Çoğu şey için geç kalmış biri için daha da artan durum. Hayal de edemiyorsun, gerçekler ve gün sana hitap etmiyor, hayatına son da veremiyorsun. Bazı şeyleri aşmak zorlaştıkça bu hissi de aşamıyorsun. Yere atılmış bir peçete gibi öylece kalıyorsun işte. Umut yok, varsa da ya pahalı ya uzak…
40 yaşına gelmiş, hayallerinizi gerçekleştirememişseniz, hayattan ne tat alacak ne de intihar edecek derecede anlamsızlık sağanağı yiyorsanız biraz zor kurtulursunuz.
terapi ve ilaçlar sadece perde çeker. ama depresyon oradadır. en basitinden bir kadının kalbinize ve yatağınıza girmek istemediği bir hayat ne kadar renkli olabilir ki ?
depresyondayım ve kurtulmak için bir çözüm yolu bulmakta zorlanıyorum. iki arada bir derede tatsız ve renksiz yaşamaktan da sıkıldım. hep bir arada kalmışlık var.
not: gevşek ve ciddiyetsizler asla depresyonu tatmamıştır. tavsiye falan da gereksiz olur.
Mesela bende gülerdim, çok konuşur, saatlerce aynı konudan bahsedebilirdim.
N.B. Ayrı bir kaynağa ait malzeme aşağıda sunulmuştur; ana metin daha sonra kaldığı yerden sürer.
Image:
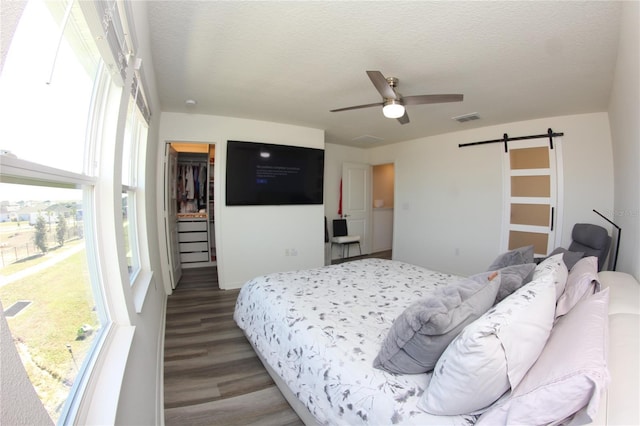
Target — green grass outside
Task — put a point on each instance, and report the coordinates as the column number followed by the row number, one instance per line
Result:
column 61, row 303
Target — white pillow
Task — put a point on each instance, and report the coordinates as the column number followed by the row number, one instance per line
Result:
column 582, row 281
column 493, row 353
column 570, row 374
column 556, row 268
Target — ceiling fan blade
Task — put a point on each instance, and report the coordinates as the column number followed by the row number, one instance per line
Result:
column 356, row 107
column 431, row 99
column 405, row 118
column 382, row 85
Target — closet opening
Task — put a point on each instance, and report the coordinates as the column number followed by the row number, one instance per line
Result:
column 191, row 212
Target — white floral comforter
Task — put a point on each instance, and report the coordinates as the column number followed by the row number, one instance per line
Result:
column 320, row 330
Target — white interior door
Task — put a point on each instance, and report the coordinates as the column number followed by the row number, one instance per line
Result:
column 356, row 201
column 532, row 200
column 171, row 214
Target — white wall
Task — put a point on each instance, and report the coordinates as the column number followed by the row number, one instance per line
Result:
column 448, row 200
column 252, row 240
column 624, row 110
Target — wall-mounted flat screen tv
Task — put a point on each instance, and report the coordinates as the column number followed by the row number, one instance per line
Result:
column 269, row 174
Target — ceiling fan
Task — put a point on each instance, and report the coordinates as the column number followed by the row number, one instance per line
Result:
column 393, row 103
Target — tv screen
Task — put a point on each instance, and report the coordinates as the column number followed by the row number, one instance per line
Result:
column 268, row 174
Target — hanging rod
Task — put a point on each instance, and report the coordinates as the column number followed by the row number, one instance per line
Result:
column 505, row 138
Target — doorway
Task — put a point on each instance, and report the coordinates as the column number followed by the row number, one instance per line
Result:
column 190, row 208
column 383, row 202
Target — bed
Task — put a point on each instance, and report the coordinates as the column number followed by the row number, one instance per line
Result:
column 319, row 331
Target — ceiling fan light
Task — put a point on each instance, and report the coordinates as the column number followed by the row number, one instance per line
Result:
column 393, row 109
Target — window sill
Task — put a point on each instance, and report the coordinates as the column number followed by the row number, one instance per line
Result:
column 101, row 395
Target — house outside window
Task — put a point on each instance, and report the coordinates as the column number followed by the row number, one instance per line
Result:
column 61, row 277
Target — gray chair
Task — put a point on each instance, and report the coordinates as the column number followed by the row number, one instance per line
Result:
column 342, row 238
column 591, row 239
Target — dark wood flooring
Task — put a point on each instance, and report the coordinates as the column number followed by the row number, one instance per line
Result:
column 212, row 376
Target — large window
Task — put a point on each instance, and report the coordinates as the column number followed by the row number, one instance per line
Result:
column 60, row 108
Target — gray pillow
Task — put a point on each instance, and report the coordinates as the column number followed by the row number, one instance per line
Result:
column 513, row 277
column 570, row 258
column 513, row 257
column 423, row 331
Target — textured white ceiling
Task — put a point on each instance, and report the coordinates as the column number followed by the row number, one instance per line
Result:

Ama bir şeyler oldu sonra, gerçi bir şeyler hep oluyordu ama ben geç farkettim işte, bazı konuları aşamadım, bazı şarkıları susturamadım, bazı cümleleri unutamadım, ve kalbimi yaşanmışlıklardan arındıramadım. Birileri uzun uzun birşeyler anlatıp durdu ama cevap veremedim hiçbirine. Çok umut ettim umut olamadım. Çok şey sayıkladım, kimse anlamaya çalışmadı. Sonra sustum hep öyle olur ya zaten.
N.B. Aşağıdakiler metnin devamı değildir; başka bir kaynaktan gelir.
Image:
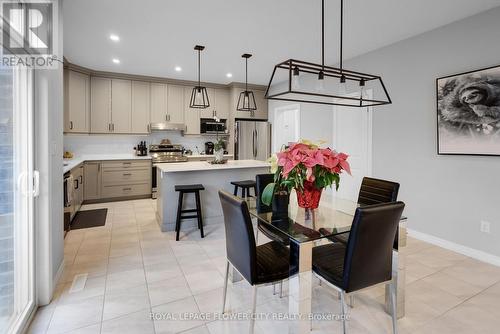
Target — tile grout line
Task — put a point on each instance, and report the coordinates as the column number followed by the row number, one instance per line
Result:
column 139, row 235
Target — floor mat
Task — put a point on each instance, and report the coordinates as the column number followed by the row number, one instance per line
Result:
column 89, row 218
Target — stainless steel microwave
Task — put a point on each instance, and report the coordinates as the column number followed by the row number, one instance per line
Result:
column 210, row 126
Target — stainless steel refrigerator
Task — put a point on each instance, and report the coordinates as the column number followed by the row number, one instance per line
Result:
column 252, row 140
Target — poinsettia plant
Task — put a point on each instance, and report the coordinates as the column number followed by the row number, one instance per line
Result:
column 304, row 164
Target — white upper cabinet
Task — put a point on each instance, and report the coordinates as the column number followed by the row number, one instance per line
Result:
column 100, row 110
column 175, row 104
column 77, row 102
column 121, row 106
column 191, row 115
column 141, row 101
column 159, row 103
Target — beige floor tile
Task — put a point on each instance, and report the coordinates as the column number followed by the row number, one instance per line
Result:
column 173, row 323
column 92, row 329
column 138, row 322
column 204, row 281
column 452, row 285
column 169, row 290
column 77, row 314
column 161, row 271
column 125, row 279
column 131, row 265
column 120, row 302
column 477, row 273
column 94, row 287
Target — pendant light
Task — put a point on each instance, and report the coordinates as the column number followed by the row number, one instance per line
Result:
column 199, row 95
column 301, row 81
column 246, row 101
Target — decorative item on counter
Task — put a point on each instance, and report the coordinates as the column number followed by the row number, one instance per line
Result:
column 141, row 150
column 307, row 168
column 219, row 150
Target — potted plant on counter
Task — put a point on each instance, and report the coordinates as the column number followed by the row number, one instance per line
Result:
column 307, row 168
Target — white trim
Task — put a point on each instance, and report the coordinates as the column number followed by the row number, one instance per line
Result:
column 471, row 252
column 58, row 276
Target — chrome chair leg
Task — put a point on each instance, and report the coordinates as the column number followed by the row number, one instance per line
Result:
column 254, row 305
column 225, row 288
column 344, row 311
column 394, row 307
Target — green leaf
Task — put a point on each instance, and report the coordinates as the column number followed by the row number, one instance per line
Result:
column 268, row 193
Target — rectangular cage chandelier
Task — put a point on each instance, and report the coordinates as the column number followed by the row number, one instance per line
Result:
column 300, row 81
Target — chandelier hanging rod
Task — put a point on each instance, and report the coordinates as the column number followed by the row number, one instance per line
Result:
column 333, row 71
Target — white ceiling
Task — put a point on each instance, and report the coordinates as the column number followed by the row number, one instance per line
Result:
column 158, row 35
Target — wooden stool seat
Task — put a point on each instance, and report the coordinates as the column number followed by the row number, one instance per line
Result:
column 245, row 186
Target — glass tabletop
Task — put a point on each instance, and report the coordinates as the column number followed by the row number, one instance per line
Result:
column 332, row 217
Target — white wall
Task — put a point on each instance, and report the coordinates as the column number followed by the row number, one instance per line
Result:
column 446, row 196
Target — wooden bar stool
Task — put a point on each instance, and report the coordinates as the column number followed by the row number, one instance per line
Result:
column 188, row 189
column 245, row 186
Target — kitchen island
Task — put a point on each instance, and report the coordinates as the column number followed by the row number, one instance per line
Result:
column 213, row 178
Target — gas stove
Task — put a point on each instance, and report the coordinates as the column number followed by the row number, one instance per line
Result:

depresyon, vücudun hormon dengesinin bozulması demekmiş. canımızı sıkan bir olay veya stres dengeyi alt üst ediyor demek. çok gerçekçi bir açıklama. ufkumu ikiye katladı.
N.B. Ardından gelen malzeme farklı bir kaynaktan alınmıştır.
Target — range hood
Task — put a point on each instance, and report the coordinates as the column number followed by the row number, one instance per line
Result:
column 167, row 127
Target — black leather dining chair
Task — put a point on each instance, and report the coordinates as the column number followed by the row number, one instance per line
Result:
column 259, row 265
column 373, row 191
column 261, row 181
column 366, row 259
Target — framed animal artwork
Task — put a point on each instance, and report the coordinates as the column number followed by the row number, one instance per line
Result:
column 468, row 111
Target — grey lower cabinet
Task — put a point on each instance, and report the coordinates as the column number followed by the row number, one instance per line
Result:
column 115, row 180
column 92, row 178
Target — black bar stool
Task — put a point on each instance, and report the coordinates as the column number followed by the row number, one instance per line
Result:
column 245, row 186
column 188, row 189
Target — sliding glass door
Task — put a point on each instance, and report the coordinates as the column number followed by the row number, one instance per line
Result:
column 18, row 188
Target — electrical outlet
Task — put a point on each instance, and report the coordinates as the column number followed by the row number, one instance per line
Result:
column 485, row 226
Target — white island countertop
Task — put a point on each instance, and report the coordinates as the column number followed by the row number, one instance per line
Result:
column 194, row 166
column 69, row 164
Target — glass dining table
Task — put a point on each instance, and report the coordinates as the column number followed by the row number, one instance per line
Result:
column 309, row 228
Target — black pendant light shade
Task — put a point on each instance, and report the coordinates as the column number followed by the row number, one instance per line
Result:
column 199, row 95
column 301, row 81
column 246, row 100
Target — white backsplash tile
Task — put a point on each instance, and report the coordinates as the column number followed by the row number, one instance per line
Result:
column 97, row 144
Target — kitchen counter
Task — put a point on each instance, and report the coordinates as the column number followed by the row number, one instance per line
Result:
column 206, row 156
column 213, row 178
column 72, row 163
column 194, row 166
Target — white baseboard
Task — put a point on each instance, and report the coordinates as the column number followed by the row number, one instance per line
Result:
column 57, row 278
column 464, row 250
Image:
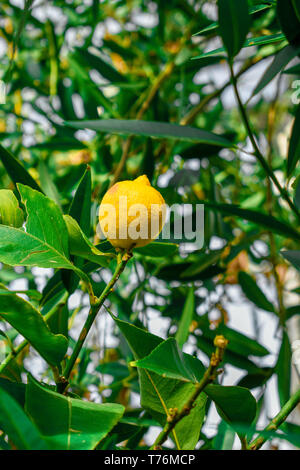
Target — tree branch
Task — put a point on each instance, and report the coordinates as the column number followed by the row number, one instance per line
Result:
column 209, row 376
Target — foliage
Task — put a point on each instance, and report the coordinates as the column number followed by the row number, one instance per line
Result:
column 94, row 96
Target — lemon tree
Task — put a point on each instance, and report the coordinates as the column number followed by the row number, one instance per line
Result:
column 149, row 225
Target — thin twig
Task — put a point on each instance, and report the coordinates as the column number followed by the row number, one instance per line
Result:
column 277, row 421
column 209, row 376
column 269, row 172
column 13, row 354
column 94, row 309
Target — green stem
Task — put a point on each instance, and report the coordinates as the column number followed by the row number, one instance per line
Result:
column 13, row 354
column 277, row 421
column 209, row 376
column 257, row 152
column 95, row 307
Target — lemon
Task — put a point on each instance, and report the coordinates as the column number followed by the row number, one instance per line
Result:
column 132, row 213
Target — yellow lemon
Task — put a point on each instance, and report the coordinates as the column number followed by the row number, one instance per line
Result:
column 132, row 213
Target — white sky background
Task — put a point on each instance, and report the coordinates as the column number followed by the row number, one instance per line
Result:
column 240, row 310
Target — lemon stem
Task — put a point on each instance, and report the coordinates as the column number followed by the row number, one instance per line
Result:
column 122, row 261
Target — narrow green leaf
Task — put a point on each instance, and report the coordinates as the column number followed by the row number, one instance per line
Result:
column 161, row 130
column 69, row 423
column 281, row 59
column 45, row 241
column 234, row 24
column 30, row 323
column 157, row 249
column 265, row 220
column 224, row 438
column 168, row 361
column 10, row 212
column 186, row 319
column 294, row 146
column 253, row 292
column 234, row 404
column 16, row 171
column 158, row 393
column 47, row 184
column 283, row 369
column 254, row 41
Bugünkü terapide doktorum depresyona girdiğimi söyledi. Neydi belirtiler? Hiçbir şey yapmak istememem, sürekli uyumak istemem (fırsatım da yok halbuki), sürekli kötü senaryolar kurmam. Doktorum, ilaçlarımA citoles'i ekledi. Düzeldiğim de citoles'i kaldıracak reçeteden. Bakalım düzelebilecek miyim? Ne kadar zamanımı alacak?
Yaşadığım ve bir ömür ara ara yaşayacağım durum. Öyle bir batak ki bu, eğer tek başına kalırsan yaşadığın şeyin zaten herkesin yaşaması gerektiği şey olduğunu sanıyorsun. Yani etrafında ne açmış bir gül görüyorsun ne de gülen bir yüz. Sanki dünya tüm renklerini kaybetmiş. Fakat bu renksiz haliyle de okeysin dünyaya. Yani şöyle diyorsun kendi kendine "renkli olsa ne olacak ki". Bir farketmezliğe boğuluyorsun. Ne olursa olsun farketmez. Hani iskenderinize ekstra tereyağ ister misiniz sorusuna ne biliyim kardeşim istersen vişne suyu at üzerine bana farketmez diyorsun.
Depresyon dediğin şey öyle ay inanılmaz mutsuzum, ühü ühü her gün ağlıyorum, perdeleri kapatın olmuyor sürekli. Tabi bunlar da var fakat şu küçük olayların dayanılmaz mutsuzluğunda işler daha da berbat hale gelmeye başlıyor. Ve biliyor musunuz öyle bir normalleşiyorki mutsuzluk daha önce hiç mutlu olmamışsınız gibi hissettiriyor.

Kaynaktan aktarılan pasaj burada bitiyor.